I hope to simply take your self-evaluation grades at face value, although if your self-evaluation disagrees significantly with my perception (in either direction) I may ask you to meet with me to hash out why our impressions differ.


Effortful Completion (50%)

Wes and I, in turn, will be watching your process, providing structures for learning, and trying to help keep you on track. At the end of the quarter, I'll give you a holistic grade for effortful completion of the assignments, peer code review, participation (e.g. on Ed), and your final project. My evaluation is also very liable to be influenced by your self-evaluation and report of your process and progress.


Inclusion Statement

I am committed to creating an inclusive environment that actively values the diversity of backgrounds, identities, and experiences of everyone in the classroom. I welcome you to talk with me if you have any feedback or if there's anything I can do to better support you. If you'd prefer to contact me anonymously you can do so using the form at the bottom of my faculty webpage.
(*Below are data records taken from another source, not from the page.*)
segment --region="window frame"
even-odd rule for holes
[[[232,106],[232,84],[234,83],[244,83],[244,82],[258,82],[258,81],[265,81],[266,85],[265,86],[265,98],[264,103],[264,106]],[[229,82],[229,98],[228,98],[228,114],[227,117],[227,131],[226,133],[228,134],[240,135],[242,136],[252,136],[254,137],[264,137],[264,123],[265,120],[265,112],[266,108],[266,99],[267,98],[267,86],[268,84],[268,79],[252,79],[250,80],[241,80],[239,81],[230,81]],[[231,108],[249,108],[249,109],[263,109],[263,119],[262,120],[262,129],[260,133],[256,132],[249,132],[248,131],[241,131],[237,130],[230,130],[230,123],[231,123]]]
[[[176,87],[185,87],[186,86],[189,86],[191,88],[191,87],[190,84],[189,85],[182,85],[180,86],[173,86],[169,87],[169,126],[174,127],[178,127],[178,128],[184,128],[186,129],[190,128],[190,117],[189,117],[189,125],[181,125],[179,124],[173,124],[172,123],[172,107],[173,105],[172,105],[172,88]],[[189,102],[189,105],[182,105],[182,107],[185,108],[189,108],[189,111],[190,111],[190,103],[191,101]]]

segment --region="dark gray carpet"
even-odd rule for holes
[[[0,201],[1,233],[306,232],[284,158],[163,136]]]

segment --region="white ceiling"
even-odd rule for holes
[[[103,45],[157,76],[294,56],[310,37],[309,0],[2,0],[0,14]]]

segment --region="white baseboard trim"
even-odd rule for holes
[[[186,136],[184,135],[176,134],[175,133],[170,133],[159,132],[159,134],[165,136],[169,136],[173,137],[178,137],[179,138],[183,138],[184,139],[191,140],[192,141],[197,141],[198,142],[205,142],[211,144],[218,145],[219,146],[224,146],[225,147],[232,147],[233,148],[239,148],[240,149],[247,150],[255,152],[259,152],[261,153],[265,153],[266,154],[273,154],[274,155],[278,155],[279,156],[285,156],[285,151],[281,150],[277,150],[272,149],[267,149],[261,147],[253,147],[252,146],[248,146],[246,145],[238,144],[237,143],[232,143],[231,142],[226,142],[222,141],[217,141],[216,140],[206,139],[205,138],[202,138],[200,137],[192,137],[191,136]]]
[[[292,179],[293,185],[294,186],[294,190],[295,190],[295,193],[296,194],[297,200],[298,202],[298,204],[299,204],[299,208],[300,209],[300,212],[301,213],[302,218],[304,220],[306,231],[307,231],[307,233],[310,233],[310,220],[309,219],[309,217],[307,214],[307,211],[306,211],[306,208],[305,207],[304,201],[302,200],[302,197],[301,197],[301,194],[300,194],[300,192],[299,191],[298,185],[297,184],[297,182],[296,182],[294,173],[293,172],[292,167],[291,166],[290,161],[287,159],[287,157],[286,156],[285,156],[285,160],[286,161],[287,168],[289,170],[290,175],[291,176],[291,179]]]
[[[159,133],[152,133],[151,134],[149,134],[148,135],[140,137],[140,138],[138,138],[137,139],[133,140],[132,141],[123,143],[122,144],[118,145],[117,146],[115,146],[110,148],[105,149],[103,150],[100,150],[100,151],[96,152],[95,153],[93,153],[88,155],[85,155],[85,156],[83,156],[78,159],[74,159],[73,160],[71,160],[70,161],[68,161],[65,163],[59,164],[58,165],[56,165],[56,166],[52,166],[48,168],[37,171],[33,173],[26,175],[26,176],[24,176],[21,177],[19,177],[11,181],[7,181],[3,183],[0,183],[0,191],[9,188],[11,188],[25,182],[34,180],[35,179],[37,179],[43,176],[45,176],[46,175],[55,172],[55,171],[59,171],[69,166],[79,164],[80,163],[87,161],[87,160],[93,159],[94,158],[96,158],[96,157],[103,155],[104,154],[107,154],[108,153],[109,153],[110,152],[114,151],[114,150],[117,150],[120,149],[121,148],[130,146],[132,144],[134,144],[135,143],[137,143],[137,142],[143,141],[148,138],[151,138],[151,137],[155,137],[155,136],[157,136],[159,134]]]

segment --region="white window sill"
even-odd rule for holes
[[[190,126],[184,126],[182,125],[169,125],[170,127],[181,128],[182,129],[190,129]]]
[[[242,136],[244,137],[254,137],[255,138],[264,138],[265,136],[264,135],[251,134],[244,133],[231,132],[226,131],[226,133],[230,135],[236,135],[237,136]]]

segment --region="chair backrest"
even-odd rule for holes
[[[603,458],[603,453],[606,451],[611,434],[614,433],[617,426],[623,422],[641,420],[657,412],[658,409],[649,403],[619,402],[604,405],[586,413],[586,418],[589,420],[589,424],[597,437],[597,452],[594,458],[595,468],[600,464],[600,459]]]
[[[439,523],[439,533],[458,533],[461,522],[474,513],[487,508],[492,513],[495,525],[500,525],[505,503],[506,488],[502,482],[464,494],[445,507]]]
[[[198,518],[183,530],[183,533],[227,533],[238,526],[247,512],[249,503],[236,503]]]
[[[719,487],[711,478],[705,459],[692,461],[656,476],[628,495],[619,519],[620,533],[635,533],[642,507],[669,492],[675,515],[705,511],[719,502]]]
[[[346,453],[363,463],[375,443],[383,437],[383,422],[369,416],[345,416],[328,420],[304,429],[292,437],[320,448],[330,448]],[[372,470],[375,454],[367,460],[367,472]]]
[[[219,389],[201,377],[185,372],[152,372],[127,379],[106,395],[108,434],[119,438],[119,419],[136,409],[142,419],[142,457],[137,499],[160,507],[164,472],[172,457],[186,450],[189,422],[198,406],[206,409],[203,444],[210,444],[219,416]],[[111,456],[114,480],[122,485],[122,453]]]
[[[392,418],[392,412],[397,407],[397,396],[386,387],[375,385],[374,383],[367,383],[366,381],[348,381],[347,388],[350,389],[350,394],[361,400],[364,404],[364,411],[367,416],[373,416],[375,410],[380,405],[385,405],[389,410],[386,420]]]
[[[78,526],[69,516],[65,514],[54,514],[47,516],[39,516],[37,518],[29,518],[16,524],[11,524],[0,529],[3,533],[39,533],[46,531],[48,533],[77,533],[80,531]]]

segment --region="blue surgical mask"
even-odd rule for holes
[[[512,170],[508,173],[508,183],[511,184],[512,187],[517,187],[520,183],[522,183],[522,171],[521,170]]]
University-Requested Syllabus Inclusions

This class or portions of this class will be recorded by the instructor for educational purposes. These recordings will be shared only with students enrolled in the course and will be deleted at the end of the Spring Quarter. Your instructor will communicate how you can access the recordings. [RV: On Canvas in the cloud recordings tab in the Zoom section.]

Unauthorized student recording of classroom or other academic activities (including advising sessions or office hours) is prohibited. Unauthorized recording is unethical and may also be a violation of University policy and state law. Students requesting the use of assistive technology as an accommodation should contact AccessibleNU. Unauthorized use of classroom recordings — including distributing or posting them — is also prohibited. Under the University’s Copyright Policy, faculty own the copyright to instructional materials — including those resources created specifically for the purposes of instruction, such as syllabi, lectures and lecture notes, and presentations. Students cannot copy, reproduce, display or distribute these materials. [RV: You're welcome to share slides, assignments, and other materials with anyone.] Students who engage in unauthorized recording, unauthorized use of a recording or unauthorized distribution of instructional materials will be referred to the appropriate University office for follow-up.


Contingency Plan

Given the tricky situation in the world at the moment, the university has asked us to provide contingency plans. If you receive a notification that I am ill and cannot teach, continue work on any assignments that have yet been posted on the course website on the normal weekly schedule. All of the textbook readings we are doing have exercises at the end of each chapter; for weeks where an assignment has not yet been posted, do a reasonable subset of the exercises at the end of the chapters for that week, and submit those you do as a Python file in your user directory on Quest. Zoom meetings at the normal times are pre-scheduled through the end of the quarter, and the links will still work, as will Piazza. I encourage you to coordinate and work with your classmates on Zoom or Piazza.